Dorian watched, horrified, as it rushed him again.

This time sheer instinct saved him. His gut picked a direction for him and he followed it like his life depended on it. Which was easy to do when it did.

A meteor scorched past him.

And then that same THUD.

You’re kidding.

Dorian could only pull up his wings in helpless desperation as Salas sprang at him a third time, full-force.

And all he could think was that this was fucking unfair!

Now the thing decided it needed no time to recharge? It could just pull out one continuous direction-changing bull rush? A solid hunk of Starsteel stuffed with unreasonably powerful machinery, powered by what must be a truly obscenely large power supply, to sustain all this fuckery!

How was one supposed to beat this thing?!

The challenge was so absurd he couldn’t even bring himself to feel despair at it. Just a grim mix of amusement and resignation. The feeling grew all the more poignant as he felt a hot point bite deep into his wing. A point brimming with so much qi it made Yama’s best efforts look childish.

He did his best. Leapt back, shielding himself as best he could. And to his credit he sustained no more than a scratch on the other wing as a parting shot. He was pretty pleased with that. If you discounted the fact that one of his wings just got sliced clean in two, he almost got out of that one unscathed.

Alas, any try at shielding now would be incomplete. That long slab of wing now lying charred on the ground was integral to his defense. It was all coming apart.

Just a few more good runs at him and Dorian would be finished.

Why isn’t it charging me?

Salas was steaming with qi. Smoke trickled off it. Its body glowed brighter than it ever had. Was it overheated?

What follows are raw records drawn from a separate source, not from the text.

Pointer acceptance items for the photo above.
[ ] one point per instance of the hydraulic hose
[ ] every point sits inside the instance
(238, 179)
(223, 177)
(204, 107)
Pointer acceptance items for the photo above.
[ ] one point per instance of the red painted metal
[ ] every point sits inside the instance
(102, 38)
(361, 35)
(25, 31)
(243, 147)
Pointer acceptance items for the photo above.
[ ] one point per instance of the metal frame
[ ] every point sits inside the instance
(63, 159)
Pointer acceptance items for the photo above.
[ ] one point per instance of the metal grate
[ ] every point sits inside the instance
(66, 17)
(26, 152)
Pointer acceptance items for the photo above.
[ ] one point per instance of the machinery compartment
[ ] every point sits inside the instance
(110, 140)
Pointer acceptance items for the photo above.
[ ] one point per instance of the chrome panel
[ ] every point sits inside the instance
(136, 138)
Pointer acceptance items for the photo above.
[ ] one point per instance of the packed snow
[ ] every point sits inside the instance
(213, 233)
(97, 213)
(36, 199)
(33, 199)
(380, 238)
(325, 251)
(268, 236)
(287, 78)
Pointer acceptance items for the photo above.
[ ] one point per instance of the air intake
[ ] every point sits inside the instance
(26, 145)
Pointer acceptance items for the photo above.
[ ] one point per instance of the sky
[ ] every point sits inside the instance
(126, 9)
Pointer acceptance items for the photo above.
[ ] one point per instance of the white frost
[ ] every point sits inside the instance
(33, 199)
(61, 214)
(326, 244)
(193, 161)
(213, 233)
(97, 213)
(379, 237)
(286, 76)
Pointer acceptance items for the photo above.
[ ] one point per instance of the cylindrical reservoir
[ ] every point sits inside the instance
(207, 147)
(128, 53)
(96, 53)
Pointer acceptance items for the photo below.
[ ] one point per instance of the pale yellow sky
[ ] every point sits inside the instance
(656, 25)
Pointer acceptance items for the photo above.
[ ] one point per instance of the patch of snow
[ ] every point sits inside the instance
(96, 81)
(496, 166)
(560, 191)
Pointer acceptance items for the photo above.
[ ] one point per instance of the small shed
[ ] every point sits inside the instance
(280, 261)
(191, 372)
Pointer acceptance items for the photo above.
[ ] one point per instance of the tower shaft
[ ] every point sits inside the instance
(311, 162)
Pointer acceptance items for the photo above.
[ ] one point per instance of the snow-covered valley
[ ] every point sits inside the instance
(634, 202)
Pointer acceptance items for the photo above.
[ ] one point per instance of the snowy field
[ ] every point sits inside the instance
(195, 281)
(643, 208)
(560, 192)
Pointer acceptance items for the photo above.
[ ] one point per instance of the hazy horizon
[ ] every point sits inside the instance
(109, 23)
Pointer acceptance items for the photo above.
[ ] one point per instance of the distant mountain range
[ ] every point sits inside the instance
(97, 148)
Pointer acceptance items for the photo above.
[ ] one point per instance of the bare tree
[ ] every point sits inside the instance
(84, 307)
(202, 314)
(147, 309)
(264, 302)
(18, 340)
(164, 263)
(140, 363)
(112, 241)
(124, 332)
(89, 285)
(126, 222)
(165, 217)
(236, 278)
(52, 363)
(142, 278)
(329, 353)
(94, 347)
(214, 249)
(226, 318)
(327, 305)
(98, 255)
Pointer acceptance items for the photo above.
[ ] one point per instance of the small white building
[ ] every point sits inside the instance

Its movements slowed. It no longer stalked at him. Instead it sheathed its knives, slung out its longbow once more. It seemed to be taking it easy, all of a sudden—a reversion from phase two to one.

Ah!

It isn’t charging me because it can’t afford to.

That idea tickling the back of Dorian’s mind was starting to gain definition.

It was easy to forget, when facing down an emotionless precise killing machine brimming with seemingly endless qi, that it had physical limits to consider too. And that mad charge just then must’ve taken a lot out of it.

Then it hit him. An idea, thankfully, not an arrow.

Why was he fighting this thing like it was a fleshy enemy?

He ought to be using its nature against it!

This was an automaton. It did not regenerate qi like him. It did not cycle qi like him. Its anatomy was not like a living creature’s. It almost certainly ran off a battery—a battery of spirit stones.

So it was limited in two ways. First—how much sheer power it could throw out in a go before it started to overheat. And second—the supply of its battery.

And Dorian had his plan. He licked his cracked lips.

I don’t need to beat you to beat you, do I?